Jetzt zeigt sich überdeutlich, dass sie die Leistungsträger der Gesellschaft sind;
sie haben ein besseres Leben, ein höheres Einkommen und unseren Dank verdient.
In dieser Krise ist es dringend geboten, Menschen, die sich mit Mindestlohn begnügen müssen, die befristet bzw. auf Abruf beschäftigt, die auf Gelegenheitsarbeiten angewiesen sind und deren Lohn nicht zum Leben reicht, die ihren Job verloren haben, denen der Verlust ihrer Wohnung droht, die ihre Wohnung bereits verloren haben und auf der Straße leben, all denen, muss jetzt finanziell über die für sie besonders schwere Zeit geholfen werden.
Schließen wir uns daher unseren Mitstreitern aus Prenzlauer Berg/Friedrichshain an und fordern den Senat von Berlin auf, eine Milliarde Euro über die Bezirke als Notgeld bedarfsgerecht auszugeben.
Fordern wir auch ein Mietbürgschaftsprogramm zur Vermeidung von Wohnungsverlusten.
Es sind zwar bereits einige Hilfsprogramme aufgelegt worden. In erster Linie sind es aber Kredite für die Wirtschaft sowie Kurzarbeitergeld für Angestellte. Es werden aber Spezialprogramme für freie Mitarbeiter, für Solo- und Scheinselbstständige und sonstige prekär Beschäftigte dringend benötigt, um sie für ihren Verdienstausfall zu entschädigen und Wohnungsverlust vorzubeugen.
Wer die bestehenden Hilfsprogramme für die Wirtschaft näher betrachtet, stellt fest, dass insbesondere gut aufgestellte Unternehmen von diesen Krediten profitieren, während jüngere, vor allem neu gegründete sowie kleine und mittlere Unternehmen ohne Rücklagen leer ausgehen. Denn die Mittel werden von der KfW-Bank über die jeweilige Hausbank, die für einen, wenn auch geringen Teil der Summe haftet, zur Verfügung gestellt. Um in den Genuss der Kredite zu kommen, müssen ihre Kunden positive Jahresabschlüsse vorweisen.

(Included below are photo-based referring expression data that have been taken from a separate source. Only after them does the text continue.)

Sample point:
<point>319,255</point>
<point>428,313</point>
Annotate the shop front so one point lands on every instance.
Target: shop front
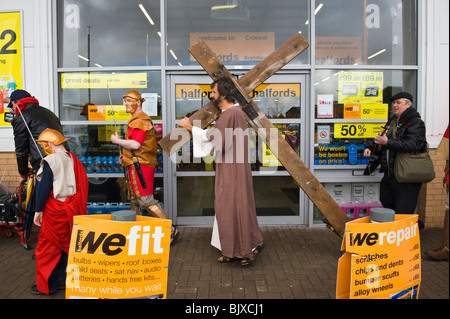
<point>328,103</point>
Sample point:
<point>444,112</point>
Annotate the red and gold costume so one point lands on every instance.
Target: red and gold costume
<point>67,198</point>
<point>140,129</point>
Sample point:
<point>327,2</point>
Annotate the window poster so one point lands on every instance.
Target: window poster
<point>325,106</point>
<point>360,87</point>
<point>10,58</point>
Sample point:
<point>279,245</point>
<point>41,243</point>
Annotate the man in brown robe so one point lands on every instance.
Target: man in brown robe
<point>234,203</point>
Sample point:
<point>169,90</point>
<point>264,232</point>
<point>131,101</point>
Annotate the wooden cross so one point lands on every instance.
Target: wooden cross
<point>334,216</point>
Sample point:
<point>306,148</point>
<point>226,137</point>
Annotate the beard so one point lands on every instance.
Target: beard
<point>217,101</point>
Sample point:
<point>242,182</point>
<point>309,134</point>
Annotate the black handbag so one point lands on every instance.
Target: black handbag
<point>413,168</point>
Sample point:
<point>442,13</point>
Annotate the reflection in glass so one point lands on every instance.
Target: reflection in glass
<point>261,158</point>
<point>242,34</point>
<point>274,196</point>
<point>105,33</point>
<point>379,33</point>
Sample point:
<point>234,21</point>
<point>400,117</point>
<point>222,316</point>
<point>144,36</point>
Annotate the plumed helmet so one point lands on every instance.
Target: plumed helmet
<point>134,94</point>
<point>50,135</point>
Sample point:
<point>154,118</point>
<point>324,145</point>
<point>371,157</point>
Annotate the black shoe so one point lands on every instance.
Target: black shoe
<point>35,291</point>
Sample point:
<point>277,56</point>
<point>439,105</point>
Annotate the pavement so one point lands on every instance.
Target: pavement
<point>297,263</point>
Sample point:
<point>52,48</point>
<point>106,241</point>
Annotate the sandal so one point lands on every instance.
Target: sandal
<point>174,235</point>
<point>256,252</point>
<point>224,259</point>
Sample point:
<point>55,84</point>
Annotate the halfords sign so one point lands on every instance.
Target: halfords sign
<point>111,259</point>
<point>382,260</point>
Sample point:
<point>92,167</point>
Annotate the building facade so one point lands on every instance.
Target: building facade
<point>78,58</point>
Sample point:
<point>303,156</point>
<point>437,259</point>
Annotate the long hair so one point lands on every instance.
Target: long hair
<point>226,87</point>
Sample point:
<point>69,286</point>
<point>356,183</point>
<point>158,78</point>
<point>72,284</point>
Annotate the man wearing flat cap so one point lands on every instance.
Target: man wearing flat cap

Die meisten kleinen und mittleren Unternehmen können dies in den ersten Jahren ihres Bestehens und oft auch später eher nicht erfüllen. Ähnlich verhält es sich mit den Stundungen durch die Finanzämter. Sie berücksichtigen dafür in der Regel die kommenden Monate. Die ersten Monate des Jahres sind die am wenigsten umsatzstarken, die Hoffnung auf bessere Umsätze steigt zum Frühjahr und Sommer. Bricht dann der Umsatz ein oder fällt sogar aus, sind auch die Vorauszahlungen bzw. Umsatzsteuern der vorangegangenen Zeit nicht mehr leistbar. Sie müssen angepasst werden. Erschwerend kommt hinzu, dass KfW, Banken, Finanzämter in der Vergangenheit Personal eingespart haben, zurzeit eine Notbesetzung vorhalten und die Flut von Anträgen kaum bewältigen können. Trotz vollmundiger Angebote von Politikern müssen immer noch individuelle Anträge gestellt werden. Bisher scheinen pauschale Auszahlungen (noch) nicht umsetzbar zu sein.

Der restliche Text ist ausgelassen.